EXACT SCIENCES CORP·4

Mar 23, 9:19 AM ET

ORVILLE JACOB A 4

Research Summary

AI-generated summary

Updated

EXAS EVP Orville Jacob Sells ~254k Shares in Abbott Merger

What Happened

  • Orville Jacob A, EVP & GM, Screening at Exact Sciences (EXAS), had multiple equity awards and shares converted/cancelled on March 23, 2026 in connection with Exact Sciences’ merger with Abbott Laboratories.
  • The filing shows an award/acquisition of 53,323 performance-based restricted stock units (PSUs) that were deemed vested and immediately converted, plus dispositions of 153,726 and 1,774 outstanding common shares (non-derivative), and dispositions of 6,581 and 38,707 derivative securities (total reported shares involved ≈ 254,111).
  • Under the merger, common shares and PSUs were converted into a right to receive $105.00 per share in cash. The non-derivative portion (53,323 PSUs + 155,500 outstanding shares = 208,823 shares) implies roughly $21.9 million pre-tax at $105/share; derivative items (45,288) were cancelled/converted per merger terms and may have different cash values depending on option exercise prices (not specified in the filing).

Key Details

  • Transaction date: March 23, 2026 (Effective Time of the merger). Merger consideration: $105.00 per share (footnotes F1–F3, F2).
  • Reported items: A (acquisition/award) 53,323 shares; D (dispositions to issuer) 153,726; 1,774; 6,581 (derivative); 38,707 (derivative).
  • Approximate cash value: ~208,823 common/PSU shares × $105 = ~$21.9M pre-tax; additional cash for derivative cancellations not provided in the Form 4.
  • Important footnotes: Merger with Abbott (Merger Agreement dated Nov 19, 2025) caused PSUs to be deemed vested and converted to cash (F2); outstanding common shares converted to the Merger Consideration (F3); outstanding options and certain awards were cancelled/converted per merger terms (F5, F8).
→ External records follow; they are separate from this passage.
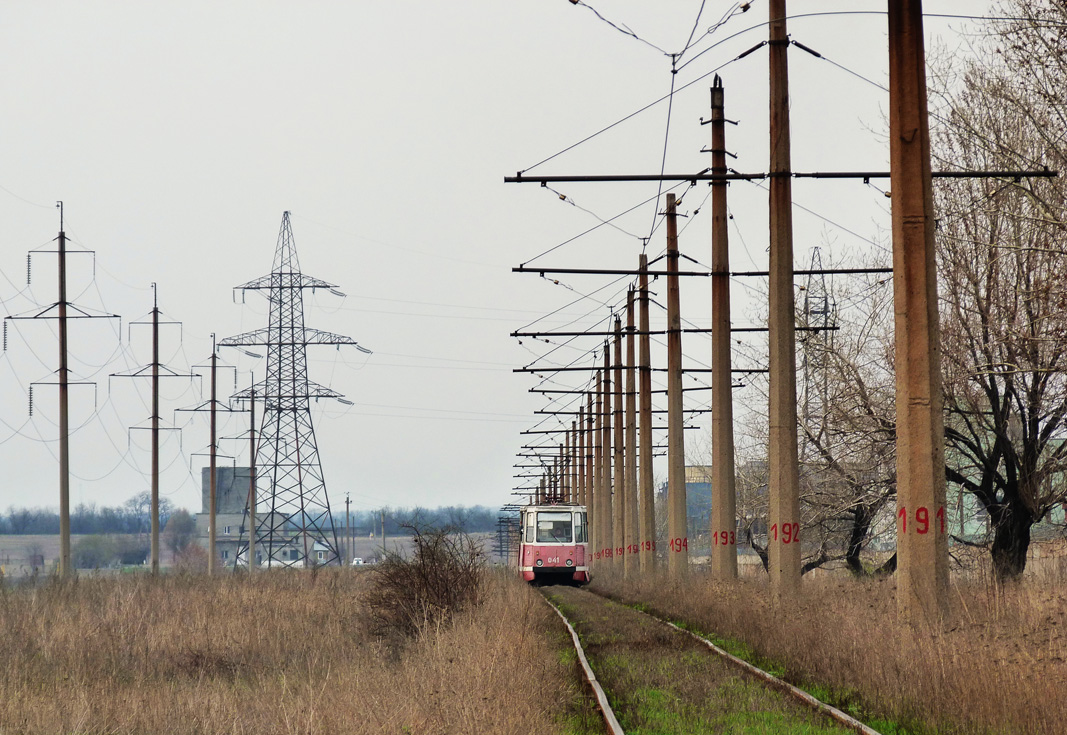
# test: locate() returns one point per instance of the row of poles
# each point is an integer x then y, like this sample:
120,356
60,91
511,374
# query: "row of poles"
620,504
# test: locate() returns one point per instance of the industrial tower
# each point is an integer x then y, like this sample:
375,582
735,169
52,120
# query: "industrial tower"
289,510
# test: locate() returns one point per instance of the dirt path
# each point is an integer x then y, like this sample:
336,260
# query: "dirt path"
661,681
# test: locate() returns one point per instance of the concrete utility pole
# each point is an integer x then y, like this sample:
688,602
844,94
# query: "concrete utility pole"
155,440
679,541
588,498
619,513
65,568
648,507
607,541
783,526
579,459
630,512
598,486
212,509
922,565
723,492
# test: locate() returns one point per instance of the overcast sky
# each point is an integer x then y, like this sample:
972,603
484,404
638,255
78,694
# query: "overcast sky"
177,132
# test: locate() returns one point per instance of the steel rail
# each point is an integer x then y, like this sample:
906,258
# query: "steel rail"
768,678
602,703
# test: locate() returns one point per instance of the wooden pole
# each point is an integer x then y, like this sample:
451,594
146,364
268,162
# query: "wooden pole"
723,492
252,478
154,509
783,527
648,507
922,558
65,568
212,462
630,512
679,542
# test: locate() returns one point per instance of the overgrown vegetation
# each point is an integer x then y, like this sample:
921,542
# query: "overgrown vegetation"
443,577
282,652
996,667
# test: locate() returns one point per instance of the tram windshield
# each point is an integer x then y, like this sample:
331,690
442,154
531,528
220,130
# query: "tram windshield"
554,527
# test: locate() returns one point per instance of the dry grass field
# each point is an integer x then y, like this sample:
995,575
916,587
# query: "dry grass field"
284,652
997,666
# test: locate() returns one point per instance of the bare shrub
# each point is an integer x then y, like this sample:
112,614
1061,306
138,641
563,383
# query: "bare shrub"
190,559
443,577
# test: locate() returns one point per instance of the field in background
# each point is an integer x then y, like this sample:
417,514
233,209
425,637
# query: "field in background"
285,652
998,666
15,549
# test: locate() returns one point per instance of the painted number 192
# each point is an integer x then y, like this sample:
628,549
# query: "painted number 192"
790,534
921,518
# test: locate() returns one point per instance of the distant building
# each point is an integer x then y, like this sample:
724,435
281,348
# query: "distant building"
231,499
231,532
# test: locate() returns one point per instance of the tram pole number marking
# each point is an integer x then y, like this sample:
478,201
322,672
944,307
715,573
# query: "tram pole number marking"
922,520
790,534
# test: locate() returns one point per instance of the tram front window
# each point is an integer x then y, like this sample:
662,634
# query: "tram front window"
554,527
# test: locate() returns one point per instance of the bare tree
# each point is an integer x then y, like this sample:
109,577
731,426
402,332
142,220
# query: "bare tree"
1002,260
847,420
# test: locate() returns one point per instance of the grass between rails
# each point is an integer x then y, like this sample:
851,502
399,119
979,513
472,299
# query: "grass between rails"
996,666
662,682
285,652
Options referenced became exercisable Feb 14, 2024 (F4); some RSUs had future vesting schedules (F7).
  • Filing timeliness: Transaction and filing date are both March 23, 2026 — appears timely (no late filing noted).
  • No 10b5-1 plan or gift code indicated.

Context

  • These transactions are the result of a corporate merger—shares and awards were converted/cancelled for the merger cash consideration, not an open-market sale. Such merger-driven dispositions reflect deal mechanics rather than an insider trading decision; derivative/option cash-outs may be calculated differently (see footnotes).